IT is a bitter world in which we live where the rich keep getting richer and the poor keep getting fleeced.

The capitalist laws of supply and demand dictate that the people on the wrong side of the national average wage are always destined to lose the battle for a liveable wage because there is always someone there to replace them.

To live a reasonable existence in rip-off Britain they are increasingly forced to beg and borrow from banks and credit card companies to supplement their meagre incomes.

Then once firmly entrenched in debt the friendly conditions that enticed them to borrow in the first place mysteriously disappear and wham bam, they're in hock for life ma'am. It is as depressing as it is inevitable.
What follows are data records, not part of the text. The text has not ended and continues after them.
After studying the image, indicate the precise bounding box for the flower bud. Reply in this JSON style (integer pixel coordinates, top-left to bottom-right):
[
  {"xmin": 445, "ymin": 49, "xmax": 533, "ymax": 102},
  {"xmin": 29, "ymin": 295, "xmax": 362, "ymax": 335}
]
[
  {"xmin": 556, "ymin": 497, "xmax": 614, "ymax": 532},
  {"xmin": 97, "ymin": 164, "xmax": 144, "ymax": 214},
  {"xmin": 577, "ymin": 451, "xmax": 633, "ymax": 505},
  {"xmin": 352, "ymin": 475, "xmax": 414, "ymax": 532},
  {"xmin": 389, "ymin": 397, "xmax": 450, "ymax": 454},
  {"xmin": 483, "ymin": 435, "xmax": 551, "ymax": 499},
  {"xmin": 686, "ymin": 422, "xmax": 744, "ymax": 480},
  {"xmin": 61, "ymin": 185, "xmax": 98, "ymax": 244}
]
It would be interesting to know what proportion of this country's billions of pounds of consumer debt is held by those on incomes below the national average.

Also interesting and probably just as galling, to know how much money the loaning institutions are making from our financial misery with their painfully excessive bank charges and loan interest rates levied from those least able to afford or resist them.

They can only watch on appalled as mealy-mouthed moneymen and financial institutions headed by fat cats cream from the their pockets money with which they can ill-afford to part.

Doubtless someone, somewhere, much holier-than-thou, in fact probably the rich family in the big house on the hill, will be tut-tutting that things would not be this way if only the less well off managed their money better.

It is fair to say those persons ought to be despatched in a tirade of colourful adjectives or forced to part with rather more of their obscene amounts of disposable income.

We live in a country with allegedly the fourth biggest economy in the world. Is it too much to ask for an honest day's wage for an honest day's work?